Remote Usability Testing
Marie Hwang

Q: What are the pros and cons of remote usability testing?

Remote usability testing is an excellent method for getting feedback when study participants, facilitators and/or observers are in different physical locations. Using web conferencing software such as WebExGoToMeeting or UserVue, remote testing enables screen sharing among everyone involved in the study. When the study participant has control of the screen (in presenter mode), everyone can see in real time what that user is doing. A simultaneous telephone conference call enables people to hear what the user says as he or she works through tasks.
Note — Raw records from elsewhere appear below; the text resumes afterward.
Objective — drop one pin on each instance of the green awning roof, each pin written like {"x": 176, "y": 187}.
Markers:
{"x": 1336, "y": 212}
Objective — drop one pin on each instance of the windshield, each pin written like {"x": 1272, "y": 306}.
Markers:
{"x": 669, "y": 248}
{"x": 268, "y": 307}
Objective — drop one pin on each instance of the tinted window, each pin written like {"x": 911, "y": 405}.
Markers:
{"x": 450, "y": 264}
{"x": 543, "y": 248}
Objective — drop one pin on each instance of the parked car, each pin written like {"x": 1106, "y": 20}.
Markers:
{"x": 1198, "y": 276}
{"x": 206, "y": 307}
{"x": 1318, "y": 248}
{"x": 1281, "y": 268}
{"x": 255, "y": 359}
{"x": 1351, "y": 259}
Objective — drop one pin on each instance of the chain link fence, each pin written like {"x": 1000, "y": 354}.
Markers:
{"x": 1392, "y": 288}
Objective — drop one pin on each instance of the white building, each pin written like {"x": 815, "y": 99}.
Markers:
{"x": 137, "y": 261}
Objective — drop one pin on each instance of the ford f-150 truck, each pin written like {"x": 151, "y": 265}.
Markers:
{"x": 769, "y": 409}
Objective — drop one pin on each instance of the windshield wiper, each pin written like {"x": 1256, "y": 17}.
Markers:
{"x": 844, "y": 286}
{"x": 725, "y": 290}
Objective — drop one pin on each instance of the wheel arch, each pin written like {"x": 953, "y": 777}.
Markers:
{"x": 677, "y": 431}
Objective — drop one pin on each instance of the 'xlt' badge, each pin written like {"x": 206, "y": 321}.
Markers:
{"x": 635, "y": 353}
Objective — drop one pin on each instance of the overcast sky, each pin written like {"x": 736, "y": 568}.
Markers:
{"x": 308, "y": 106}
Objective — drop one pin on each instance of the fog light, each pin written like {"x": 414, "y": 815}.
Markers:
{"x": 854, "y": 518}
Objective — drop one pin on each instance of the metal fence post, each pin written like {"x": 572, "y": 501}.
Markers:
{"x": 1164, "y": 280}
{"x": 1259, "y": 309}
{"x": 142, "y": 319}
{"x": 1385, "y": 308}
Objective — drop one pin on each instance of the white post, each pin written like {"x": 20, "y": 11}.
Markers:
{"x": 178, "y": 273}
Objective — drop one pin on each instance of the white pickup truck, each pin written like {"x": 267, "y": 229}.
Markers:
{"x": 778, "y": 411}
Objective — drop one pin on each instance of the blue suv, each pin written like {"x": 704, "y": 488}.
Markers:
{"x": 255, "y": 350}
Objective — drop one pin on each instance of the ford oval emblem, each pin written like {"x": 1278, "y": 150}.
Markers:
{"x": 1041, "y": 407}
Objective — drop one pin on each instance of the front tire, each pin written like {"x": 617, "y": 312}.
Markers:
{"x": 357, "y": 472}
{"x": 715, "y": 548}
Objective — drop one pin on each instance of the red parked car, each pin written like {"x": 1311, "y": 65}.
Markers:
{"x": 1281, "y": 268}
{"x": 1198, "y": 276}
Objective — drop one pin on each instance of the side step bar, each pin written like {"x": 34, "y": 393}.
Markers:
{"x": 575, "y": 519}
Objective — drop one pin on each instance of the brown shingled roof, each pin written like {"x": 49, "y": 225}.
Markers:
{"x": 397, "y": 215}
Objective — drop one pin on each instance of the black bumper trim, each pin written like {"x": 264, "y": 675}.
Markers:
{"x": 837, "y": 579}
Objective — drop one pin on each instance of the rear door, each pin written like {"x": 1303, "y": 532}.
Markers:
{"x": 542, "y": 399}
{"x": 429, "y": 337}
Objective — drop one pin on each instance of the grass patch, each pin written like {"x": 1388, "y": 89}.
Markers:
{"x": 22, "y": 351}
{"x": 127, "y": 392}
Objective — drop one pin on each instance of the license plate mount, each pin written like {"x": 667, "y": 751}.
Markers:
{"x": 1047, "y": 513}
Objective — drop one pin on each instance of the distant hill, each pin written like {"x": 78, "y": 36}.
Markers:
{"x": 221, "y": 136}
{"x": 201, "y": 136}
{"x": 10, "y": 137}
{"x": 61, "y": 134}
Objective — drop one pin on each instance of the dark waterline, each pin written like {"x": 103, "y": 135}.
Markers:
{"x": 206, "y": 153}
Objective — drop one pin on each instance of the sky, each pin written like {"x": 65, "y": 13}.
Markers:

This method offers convenience and can save a great deal of time and money, as you can run sessions with users anywhere in the world without incurring travel costs. It’s also useful for enabling distributed development teams to observe sessions (we’re big fans of multi-disciplinary team members observing sessions live, whenever possible).

A few downsides to remote testing should be considered. Unlike testing in person, remote testing does not let you see the expressions on a user’s face, unless the user has a webcam. Facial expressions, gestures and other body language can be important sources of data. In addition, remote tests require slightly more preparation than in-person tests. For example, you need to ask potential participants about firewalls, operating systems and other system requirements to make sure they’ll be able to access the web conferencing software. Also, the web conferencing software adds another layer of technical complexity to the session, which may frustrate or confuse less-savvy Web users.

For the most part, though, the cons of remote testing are minor when you consider the benefits.